Hello Jose,
Thank you for your response, I took a closer look. Below are my responses:
> Seems that you want to force a max number of segments to 1,
// you're done adding documents to it):
//
writer.forceMerge(1);
writer.close();
Yes, the line of code is uncommented because we want to understand how
it work when index big data sets. Should this be a concern?
> On a previous thread someone answered that the number of segments will
> affect the Index Size, and is not related with Index Integrity (like size
> of index may vary according with number of segments).
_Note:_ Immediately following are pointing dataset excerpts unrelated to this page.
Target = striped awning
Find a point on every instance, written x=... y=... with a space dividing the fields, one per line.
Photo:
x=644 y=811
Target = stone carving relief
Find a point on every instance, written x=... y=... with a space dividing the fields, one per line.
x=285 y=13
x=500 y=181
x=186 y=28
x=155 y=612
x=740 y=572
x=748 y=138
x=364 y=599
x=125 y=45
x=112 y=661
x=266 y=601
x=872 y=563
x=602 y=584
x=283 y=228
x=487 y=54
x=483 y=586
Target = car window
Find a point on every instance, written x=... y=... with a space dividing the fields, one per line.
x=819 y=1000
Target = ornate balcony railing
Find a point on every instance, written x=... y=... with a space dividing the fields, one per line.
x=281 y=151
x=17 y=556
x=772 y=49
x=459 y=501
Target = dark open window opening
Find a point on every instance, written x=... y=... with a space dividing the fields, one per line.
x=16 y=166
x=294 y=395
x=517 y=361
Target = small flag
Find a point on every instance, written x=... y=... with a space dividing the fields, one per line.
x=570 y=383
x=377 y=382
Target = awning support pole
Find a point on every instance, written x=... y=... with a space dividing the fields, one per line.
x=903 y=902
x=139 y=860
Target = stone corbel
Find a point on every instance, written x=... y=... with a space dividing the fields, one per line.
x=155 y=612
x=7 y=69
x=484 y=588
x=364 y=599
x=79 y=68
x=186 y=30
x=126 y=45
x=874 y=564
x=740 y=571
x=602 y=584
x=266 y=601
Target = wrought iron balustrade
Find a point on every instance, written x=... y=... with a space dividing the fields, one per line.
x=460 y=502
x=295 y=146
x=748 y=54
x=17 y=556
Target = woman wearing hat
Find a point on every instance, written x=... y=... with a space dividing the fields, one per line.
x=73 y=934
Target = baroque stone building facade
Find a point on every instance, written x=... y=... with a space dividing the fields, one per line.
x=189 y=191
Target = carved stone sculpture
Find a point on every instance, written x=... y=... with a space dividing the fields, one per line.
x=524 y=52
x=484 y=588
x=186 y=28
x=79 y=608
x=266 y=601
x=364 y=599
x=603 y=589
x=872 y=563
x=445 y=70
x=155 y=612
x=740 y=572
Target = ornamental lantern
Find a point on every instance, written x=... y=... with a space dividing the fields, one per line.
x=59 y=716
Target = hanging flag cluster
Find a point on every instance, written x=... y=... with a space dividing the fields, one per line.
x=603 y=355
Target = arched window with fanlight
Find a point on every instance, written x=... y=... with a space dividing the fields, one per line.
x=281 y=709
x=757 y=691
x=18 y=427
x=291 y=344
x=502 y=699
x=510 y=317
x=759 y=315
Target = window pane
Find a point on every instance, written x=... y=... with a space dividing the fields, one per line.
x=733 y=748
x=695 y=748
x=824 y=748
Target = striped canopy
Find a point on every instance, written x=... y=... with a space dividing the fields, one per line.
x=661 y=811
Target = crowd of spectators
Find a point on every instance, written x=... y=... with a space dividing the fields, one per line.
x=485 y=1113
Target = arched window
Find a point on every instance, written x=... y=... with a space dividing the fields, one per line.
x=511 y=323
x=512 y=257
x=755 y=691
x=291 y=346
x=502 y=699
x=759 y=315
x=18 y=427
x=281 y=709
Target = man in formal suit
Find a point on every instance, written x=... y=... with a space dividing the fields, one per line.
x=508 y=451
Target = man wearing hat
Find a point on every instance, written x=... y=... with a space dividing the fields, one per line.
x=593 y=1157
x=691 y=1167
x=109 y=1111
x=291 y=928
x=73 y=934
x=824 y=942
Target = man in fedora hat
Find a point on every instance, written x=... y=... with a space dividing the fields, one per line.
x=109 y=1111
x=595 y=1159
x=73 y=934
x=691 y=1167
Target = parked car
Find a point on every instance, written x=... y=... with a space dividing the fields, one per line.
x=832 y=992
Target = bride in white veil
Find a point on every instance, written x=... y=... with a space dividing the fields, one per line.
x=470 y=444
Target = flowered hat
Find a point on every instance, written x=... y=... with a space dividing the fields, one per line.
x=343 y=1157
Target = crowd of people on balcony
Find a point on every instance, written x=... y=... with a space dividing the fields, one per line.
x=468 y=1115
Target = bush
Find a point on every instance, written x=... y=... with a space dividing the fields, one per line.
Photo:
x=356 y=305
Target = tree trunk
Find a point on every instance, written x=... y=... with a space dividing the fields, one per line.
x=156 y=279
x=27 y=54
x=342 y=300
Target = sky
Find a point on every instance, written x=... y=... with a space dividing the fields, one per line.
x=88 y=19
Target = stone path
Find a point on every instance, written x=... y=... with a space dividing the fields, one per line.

okay, no idea what the above actually mean but I would guess perhaps
the code we added, cause this exception?
if (file.isDirectory()) {
String[] files = file.list();
// an IO error could occur
if (files != null) {
for (int i = 0; i < files.length; i++) {
indexDocs(writer, new File(file, files[i]),
forceMerge);
if (forceMerge && writer.hasPendingMerges()) {
if (i % 1000 == 0 && i != 0) {
logger.trace("forcing merge now.");
try {
writer.forceMerge(50);
writer.commit();
} catch (OutOfMemoryError e) {
logger.error("out of memory
during merging ", e);
throw new
OutOfMemoryError(e.toString());
}
}
}
}
}
} else {
FileInputStream fis;
> Should be...
> Analyzer analyzer = new StandardAnalyzer(Version.LUCENE_46);
> IndexWriterConfig iwc = new IndexWriterConfig(Version.LUCENE_46,
> analyzer);
yes, we were and still referencing lucene_46 in our analyzer.
/Jason
On Sat, Apr 5, 2014 at 9:01 PM, Jose Carlos Canova <
[email protected]> wrote:
> Seems that you want to force a max number of segments to 1,
> On a previous thread someone answered that the number of segments will
> affect the Index Size, and is not related with Index Integrity (like size
> of index may vary according with number of segments).
>
> on version 4.6 there is a small issue on sample that is
>
> Analyzer analyzer = new StandardAnalyzer(Version.LUCENE_40);
> IndexWriterConfig iwc = new IndexWriterConfig(Version.LUCENE_40,
> analyzer);
>
>
> Should be...
>
>
> Analyzer analyzer = new StandardAnalyzer(Version.LUCENE_46);
> IndexWriterConfig iwc = new IndexWriterConfig(Version.LUCENE_46,
> analyzer);
>
>
> With this probably the line related to the codec will change too.
>
>
>
> On Fri, Apr 4, 2014 at 3:52 AM, Jason Wee <[email protected]> wrote:
>
> > Hello again,
> >
> > A little background of our experiment. We are storing lucene (version
> > 4.6.0) on top of cassandra. We are using the demo IndexFiles.java from
> the
> > lucene with minor modification such that the directory used is reference
> to
> > the CassandraDirectory.
> >
> > With large dataset (that is, index more than 50000 of files), after index
> > is done, and set forceMerge(1) and get the following exception.
> >
> >
> > BufferedIndexInput readBytes [ERROR] bufferStart = '0' bufferPosition =
> > '1024' len = '9252' after = '10276'
> > BufferedIndexInput readBytes [ERROR] length = '8192'
> > caught a class java.io.IOException
> > with message: background merge hit exception: _1(4.6):c10250
> > _0(4.6):c10355 _2(4.6):c10297 _3(4.6):c10217 _4(4.6):c8882 into _5
> > [maxNumSegments=1]
> > java.io.IOException: background merge hit exception: _1(4.6):c10250
> > _0(4.6):c10355 _2(4.6):c10297 _3(4.6):c10217 _4(4.6):c8882 into _5
> > [maxNumSegments=1]
> > at
> > org.apache.lucene.index.IndexWriter.forceMerge(IndexWriter.java:1755)
> > at
> > org.apache.lucene.index.IndexWriter.forceMerge(IndexWriter.java:1691)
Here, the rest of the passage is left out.